Rui Pinto, o português que está em prisão preventiva acusado de 147 crimes relacionados com o Football Leaks, revelou ter sido um dos denunciantes dos Malta Files, investigação jornalística conduzida pelo consórcio EIC – European Investigative Collaborations que em 2017 expôs dezenas de casos envolvendo estruturas empresariais em Malta, muitas das quais associadas a estratégias de evasão fiscal.
A revelação de Rui Pinto foi feita esta quinta-feira numa publicação na rede social Twitter, num perfil que lhe está associado e que os seus advogados nunca contestaram.
“De acordo com o último relatório de combate à fraude e evasão fiscal elaborado pela Autoridade Tributária, e citado pelo semanário Expresso na sua edição do passado sábado, foram desencadeadas ações de investigação tributária no âmbito de casos mediáticos como o Swiss Leaks, Malta Files e Panama Papers. Aproveito então para revelar que sou um dos denunciantes dos Malta Files”, pode ler-se na mensagem de Rui Pinto.
Preso preventivamente em Lisboa desde março, depois de ter sido detido em Budapeste em janeiro, Rui Pinto é acusado pelo Ministério Público de um total de 147 crimes, incluindo extorsão na forma tentada, sabotagem informático, acesso ilegítimo e violação de correspondência. A acusação baseia-se na informação recolhida pela Polícia Judiciária e pelo Departamento Central de Investigação e Ação Penal (DCIAP) após queixas feitas em 2015 pelo fundo de investimento Doyen e pelo Sporting, na sequência de ataques aos seus sistemas informáticos que culminaram com a publicação de dezenas de documentos no blog Football Leaks.
Rui Pinto já se defendeu, em interrogatório, admitindo ser um dos denunciantes do Football Leaks, mas não o único. Os seus advogados pediram que na fase de instrução seja declarada a nulidade de dezenas de crimes de violação de correspondência relativos a pessoas (sobretudo do Sporting e da sociedade de advogados PLMJ) que declararam não pretender agir judicialmente contra Rui Pinto. A defesa de Rui Pinto também alega que ele não pode ser julgado em Portugal por tentativa de extorsão à Doyen, já que quando o ataque informático ocorreu Rui Pinto não estava em Portugal e a Doyen também não tem qualquer presença no nosso país. Recentemente, Rui Pinto admitiu que alguns dos seus atos possam ser considerados ilegais, mas criticou o que diz ser “uma perseguição violenta” do Estado português.
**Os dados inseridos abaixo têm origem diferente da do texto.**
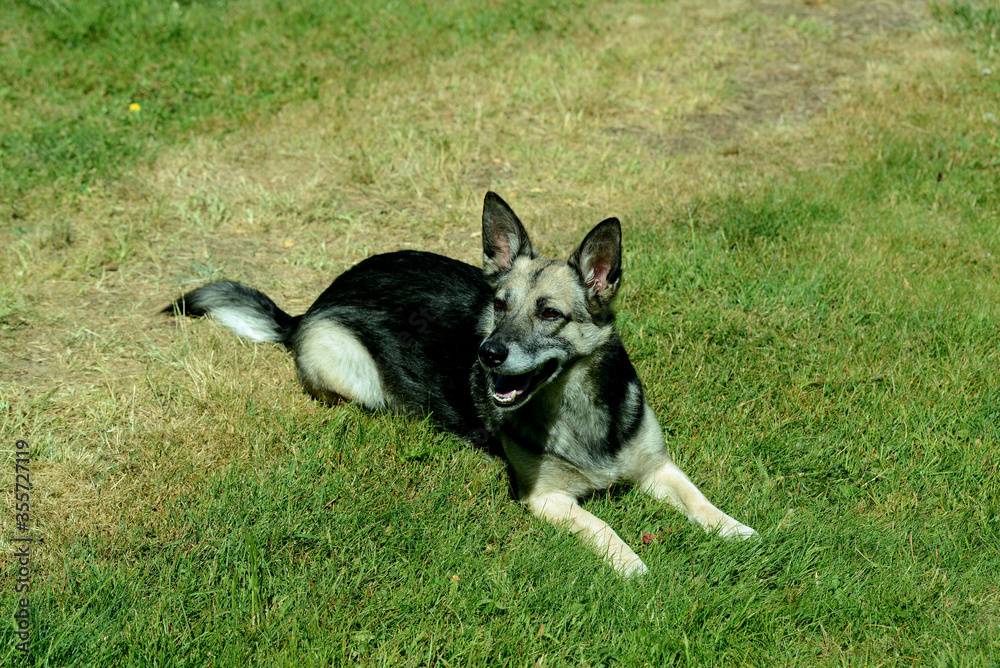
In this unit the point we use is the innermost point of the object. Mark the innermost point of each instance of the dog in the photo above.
(522, 353)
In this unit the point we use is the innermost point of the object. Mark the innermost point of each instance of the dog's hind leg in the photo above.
(332, 363)
(563, 510)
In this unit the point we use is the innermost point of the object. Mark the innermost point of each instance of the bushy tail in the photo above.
(246, 311)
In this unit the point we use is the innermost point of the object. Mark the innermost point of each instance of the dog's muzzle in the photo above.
(493, 353)
(511, 390)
Na sua última publicação no Twitter Rui Pinto questiona também o interesse das autoridades portuguesas no combate à corrupção. “Até quando o Ministério Público português vai continuar a ignorar diretivas comunitárias e convenções internacionais como a convenção de Mérida?”, pode ler-se na mesma mensagem. A convenção de Mérida foi assinada nesta cidade mexicana em dezembro de 2003, sendo formalmente designada “Convenção da ONU contra a Corrupção”, tendo levado as Nações Unidas a apontar o dia 9 de dezembro como Dia Internacional de Luta contra a Corrupção.
Os Malta Files foram uma investigação jornalística levada a cabo pelo EIC, de que o Expresso faz parte, em 2017, identificando dezenas de cidadãos e empresas de vários países com sociedades em Malta, muitas delas aproveitando a possibilidade de reduzir a 5% a taxação efetiva dos seus rendimentos.
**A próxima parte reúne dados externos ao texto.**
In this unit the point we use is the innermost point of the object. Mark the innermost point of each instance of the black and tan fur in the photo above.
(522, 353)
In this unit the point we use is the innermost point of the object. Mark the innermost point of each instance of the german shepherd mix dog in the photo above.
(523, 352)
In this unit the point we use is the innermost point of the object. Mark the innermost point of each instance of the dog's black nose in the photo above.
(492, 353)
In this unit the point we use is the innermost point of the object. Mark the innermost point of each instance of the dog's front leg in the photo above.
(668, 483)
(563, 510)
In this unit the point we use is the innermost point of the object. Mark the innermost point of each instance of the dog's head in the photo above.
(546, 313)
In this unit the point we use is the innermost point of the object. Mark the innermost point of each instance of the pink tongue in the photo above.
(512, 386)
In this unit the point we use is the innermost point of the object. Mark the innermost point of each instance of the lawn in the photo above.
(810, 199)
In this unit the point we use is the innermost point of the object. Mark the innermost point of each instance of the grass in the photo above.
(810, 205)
Um dos artigos então publicados pelo Expresso revelou como 48 sócios portugueses da Deloitte montaram uma estrutura empresarial em Malta para a partir daí distribuir para as suas empresas em Portugal mais de 50 milhões de euros de rendimentos provenientes principalmente de Angola.
A história revelada pelo Expresso levou a Autoridade Tributária a desencadear uma inspeção que permitiu ao Estado recuperar, em 2018, um total de €9 milhões junto dos sócios portugueses da Deloitte, que em face da iniciativa do fisco voluntariamente decidiram pagar aquele montante e evitar que o processo chegasse aos tribunais.
A arrecadação destes €9 milhões na sequência dos Malta Files foi o maior resultado conseguido pela Autoridade Tributária no âmbito das ações especiais que o fisco desencadeou após uma série de investigações jornalísticas, superando inclusive a receita fiscal conseguida nos processos tributários resultantes dos Panama Papers e do Swiss Leaks. A Autoridade Tributária não detalhou quaisquer resultados associados ao Football Leaks.